How do we begin to rewire this conditioned, reflexive way of thinking so that we can adjust our expectations and live from a more authentic perspective? Carefully and compassionately listening to our mind and body, while identifying and challenging our limiting expectations.  It’s helpful to start with an unwanted, and recurrent thought or behavior, then ask yourself the goal of this thought or behavior, and if it is getting you closer, or further from that goal?

 

Self-acceptance requires authenticity, and authenticity requires living a life in alignment with our values.  It does not require us to be perfect, that is impossible!  However, we can become aware when we have drifted from our values, serving as our anchor, despite our ego.  We can challenge our expectations by comparing them to our values. 

Ego: If I say no to volunteering, they might be upset with me.

Value:  Spending time with my family, or myself

This is an example of when ego and our values are at odds with one another, blocking our authenticity. The next time you say “yes,” to yourself or others, and you really want to say, “no,” (or “Let me get back to you.”), notice how you feel in your body. Walk away from that interaction with a nice deep breath through the nose, exhale, and ask your self, “Will either answer yes, or no, cause me to drift from my values?”

If you are not sure of your values, take stock of your value inventory by catching them in action. While engaging in any behavior, ask yourself, “Why is this important to me?”

 

Other questions to help identify your ego in action~

On the days you don’t complete your, “to do list,” how do you feel, and what do you tell yourself? 

I feel worthwhile when_______________________

I am embarrassed when_______________________

What stories do I tell myself when things go wrong?

Why is it hard for me to say, “I’m sorry?”

When I get down on myself, what do I say?

When I get angry, what is at stake? What I am defending? Do I need to be right?

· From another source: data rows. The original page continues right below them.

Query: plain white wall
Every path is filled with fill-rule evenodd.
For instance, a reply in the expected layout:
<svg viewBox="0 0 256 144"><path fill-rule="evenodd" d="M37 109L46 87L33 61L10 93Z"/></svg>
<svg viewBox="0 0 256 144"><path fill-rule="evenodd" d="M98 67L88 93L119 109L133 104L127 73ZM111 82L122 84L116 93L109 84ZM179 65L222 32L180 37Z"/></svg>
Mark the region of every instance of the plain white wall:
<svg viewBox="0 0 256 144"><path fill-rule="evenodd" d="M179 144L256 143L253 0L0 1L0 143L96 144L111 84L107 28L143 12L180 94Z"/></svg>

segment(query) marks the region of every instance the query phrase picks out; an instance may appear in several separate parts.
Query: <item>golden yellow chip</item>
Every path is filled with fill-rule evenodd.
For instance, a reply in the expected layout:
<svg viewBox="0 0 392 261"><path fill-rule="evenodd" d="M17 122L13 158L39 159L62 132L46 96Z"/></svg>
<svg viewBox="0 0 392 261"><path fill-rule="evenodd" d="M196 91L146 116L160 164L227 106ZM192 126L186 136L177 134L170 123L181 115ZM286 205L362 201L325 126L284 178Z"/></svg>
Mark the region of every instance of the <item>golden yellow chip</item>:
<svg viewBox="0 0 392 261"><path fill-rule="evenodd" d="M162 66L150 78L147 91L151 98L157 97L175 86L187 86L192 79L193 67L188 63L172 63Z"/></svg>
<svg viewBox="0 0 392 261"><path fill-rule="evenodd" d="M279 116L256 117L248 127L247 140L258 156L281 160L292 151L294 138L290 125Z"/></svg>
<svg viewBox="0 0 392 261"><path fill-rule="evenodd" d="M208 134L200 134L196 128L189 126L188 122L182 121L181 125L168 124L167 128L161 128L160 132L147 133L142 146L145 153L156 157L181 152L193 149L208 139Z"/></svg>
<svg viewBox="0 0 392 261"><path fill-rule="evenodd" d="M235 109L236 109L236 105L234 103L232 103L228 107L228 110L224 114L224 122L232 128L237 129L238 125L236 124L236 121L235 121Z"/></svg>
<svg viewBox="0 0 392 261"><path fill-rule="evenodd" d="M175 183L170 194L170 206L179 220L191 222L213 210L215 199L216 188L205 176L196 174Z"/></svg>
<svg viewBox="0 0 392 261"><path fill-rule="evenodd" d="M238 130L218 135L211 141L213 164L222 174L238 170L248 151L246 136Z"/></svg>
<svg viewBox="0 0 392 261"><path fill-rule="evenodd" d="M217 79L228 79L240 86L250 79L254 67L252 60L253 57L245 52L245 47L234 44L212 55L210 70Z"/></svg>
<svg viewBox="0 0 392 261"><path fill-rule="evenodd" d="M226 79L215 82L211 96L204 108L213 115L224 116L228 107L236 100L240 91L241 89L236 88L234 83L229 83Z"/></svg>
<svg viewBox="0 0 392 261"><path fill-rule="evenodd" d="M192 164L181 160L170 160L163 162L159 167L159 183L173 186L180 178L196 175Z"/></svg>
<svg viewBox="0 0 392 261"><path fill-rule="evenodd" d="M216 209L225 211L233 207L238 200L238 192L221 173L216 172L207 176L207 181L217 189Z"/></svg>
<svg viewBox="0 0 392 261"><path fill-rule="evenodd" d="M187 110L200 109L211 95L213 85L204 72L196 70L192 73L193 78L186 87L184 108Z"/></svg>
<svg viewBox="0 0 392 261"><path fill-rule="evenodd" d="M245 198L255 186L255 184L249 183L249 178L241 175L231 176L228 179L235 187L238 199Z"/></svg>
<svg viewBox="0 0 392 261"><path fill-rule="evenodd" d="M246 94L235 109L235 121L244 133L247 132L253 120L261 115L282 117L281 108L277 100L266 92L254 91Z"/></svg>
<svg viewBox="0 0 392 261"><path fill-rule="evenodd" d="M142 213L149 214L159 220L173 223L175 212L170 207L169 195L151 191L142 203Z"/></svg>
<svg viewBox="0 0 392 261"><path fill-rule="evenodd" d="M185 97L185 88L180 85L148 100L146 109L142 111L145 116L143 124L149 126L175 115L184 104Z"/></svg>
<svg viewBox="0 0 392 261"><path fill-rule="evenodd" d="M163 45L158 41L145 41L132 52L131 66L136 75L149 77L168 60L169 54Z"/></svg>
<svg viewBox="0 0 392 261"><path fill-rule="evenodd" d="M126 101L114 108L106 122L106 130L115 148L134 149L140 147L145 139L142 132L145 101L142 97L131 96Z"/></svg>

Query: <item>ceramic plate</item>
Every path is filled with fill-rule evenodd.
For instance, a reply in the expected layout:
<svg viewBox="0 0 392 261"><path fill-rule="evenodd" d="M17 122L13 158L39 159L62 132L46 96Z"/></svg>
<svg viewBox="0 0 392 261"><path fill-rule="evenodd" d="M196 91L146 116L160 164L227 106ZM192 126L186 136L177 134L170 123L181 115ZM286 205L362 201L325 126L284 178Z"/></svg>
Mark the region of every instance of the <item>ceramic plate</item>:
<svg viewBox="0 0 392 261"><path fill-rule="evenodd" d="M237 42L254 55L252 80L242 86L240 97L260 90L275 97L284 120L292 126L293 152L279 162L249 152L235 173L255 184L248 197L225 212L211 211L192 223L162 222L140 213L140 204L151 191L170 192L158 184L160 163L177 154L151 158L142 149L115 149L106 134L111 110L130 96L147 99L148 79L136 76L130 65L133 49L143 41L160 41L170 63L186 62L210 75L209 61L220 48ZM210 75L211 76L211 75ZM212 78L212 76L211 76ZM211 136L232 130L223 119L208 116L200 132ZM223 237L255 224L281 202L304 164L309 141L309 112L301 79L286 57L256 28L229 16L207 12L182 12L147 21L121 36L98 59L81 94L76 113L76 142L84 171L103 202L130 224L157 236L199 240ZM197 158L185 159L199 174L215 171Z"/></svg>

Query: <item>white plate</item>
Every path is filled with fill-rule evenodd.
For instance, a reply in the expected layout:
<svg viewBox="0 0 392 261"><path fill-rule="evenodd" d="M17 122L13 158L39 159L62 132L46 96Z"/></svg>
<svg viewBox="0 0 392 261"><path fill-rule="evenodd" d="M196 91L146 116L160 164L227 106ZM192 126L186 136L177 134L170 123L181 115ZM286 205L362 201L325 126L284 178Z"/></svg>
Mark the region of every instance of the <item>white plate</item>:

Do my thoughts support self-acceptance, my goals or values?

 

Tune out so you can tune in~

Checking in with your body and breath as a regular habit is always great self-care, but especially important when creating personal growth, or facing adversity.  When we pair our breath with past guilt, or future anxiety, our attention expands, helping to reduce these feelings, making room for a healing experience.  Now we can pair our breath with these new insights and hope, amplifying the felt sense of this within us.  Learning to listen to all of you requires that we devote time for tuning out, so that we can tune into our wisdom and well-being.

“Use your senses fully and let the alert stillness within you be the perceiver, rather than your mind.” Eckhart Tolle

 

Our breath is the anchor to the present, where life is really happening and where we have the power to creatively engage and effect positive change. Being aware that our happiness and emotions is a product of our beliefs puts the capacity for change in our own hands.  This is where hope lives.  When we find ourselves resisting, taking a few deep breaths can make room in our head and heart, revealing what is in alignment with our values and true nature, truly setting us free.

 

Fromm, Erich, (1941). Escape from Freedom. New York: Open Road Integrated Media, 2013.

 

Hanh, Thich Nhat.  How to Relax. California: Parallax Press, 2015.

 

Hirstein, William.  The Contribution of Prefrontal Executive Processes to

     Creating a Sense of Self. Mens Sana Mongraphs, 2011; Jan-Dec 9 (1) 150-158.